Now try drawing a similar diagram, with the two earth dots 2 AU apart on each side of the Sun dot, and with a dot 100 AU from the Sun dot. Draw lines from the Earth dots to the 100 AU dot and measure the angle between them, much smaller than in the previous chart.

Now try drawing a similar diagram, with the two earth dots 2 AU apart on each side of the Sun dot, and with a dot 1,000 AU from the Sun dot. Draw lines from the Earth dots to the 100 AU dot and measure the angle between them, much smaller than in the previous chart.

Now try drawing a similar diagram, with the two earth dots 2 AU apart on each side of the Sun dot, and with a dot 10,000 AU from the Sun dot. Draw lines from the Earth dots to the 100 AU dot and measure the angle between them, much smaller than in the previous chart.

And by then you should give up and say that nobody could possibly measure angles that small and that it must be impossible to measure the parallax of objects 10,000 AU from Earth, and maybe even impossible to measure the parallax of objects only 1,000 AU from Earth.

For over a century astronomers tried to measure the parallaxes of other stars to calculate their distances from Earth. Finally, in the 1830s, astronomical instruments and methods had improved enough that the parallaxes of three stars were measured.

Friedrich Wilhelm Bessel measured the parallax of 61 Cygni, Thomas Henderson measured the parallax of Alpha Centauri, and Friedrich G. W. von Struve measured the parallax of Vega (Alpha Lyrae).

And how far away are 61 Cygni, Alpha Centauri, and Vega?

The distance to stars are measured in light years, defined as being 63,241.077 AU long, and parsecs, defined as being 206,264.806 AU long.

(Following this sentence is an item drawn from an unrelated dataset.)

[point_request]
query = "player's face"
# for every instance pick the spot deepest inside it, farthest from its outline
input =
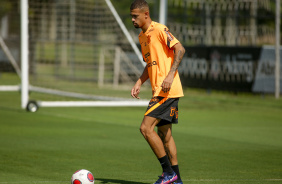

According to the latest and most accurate measurements, Alpha Centauri is about 4.37 light years distant, or about 276,363.5 AU, 61 Cygni is about 11.406 light years or 721,327.72 AU distant, and Vega is about 25.04 light years or 1,583,556.5 AU distant.

So by the 1830s astronomers could measure angles hundreds and even thousands of times smaller than the angles you just convinced yourself were too small to measure, and thus could measure distances hundreds and thousands of times farther than what you thought was the limit. And astronomical techniques have become many times more precise in the last 180 years.

So how far away is Alpha Ursae Minoris or Polaris? About 323 to 433 light years, which is about 20,426,867 to 27,383,386 AU.

So the distance to Polaris is about 10,213,433 to 13,691,693 times the baseline of 2 AU used to observe Polaris from half a year apart. Imagine drawing a diagram of that to scale and trying to measure the difference in angles. No wonder it is impossible for humans to notice any change in the stars over the course of a year with the naked eye, and incredibly advanced and precise astronomical instruments and techniques are needed to measure the parallaxes of stars.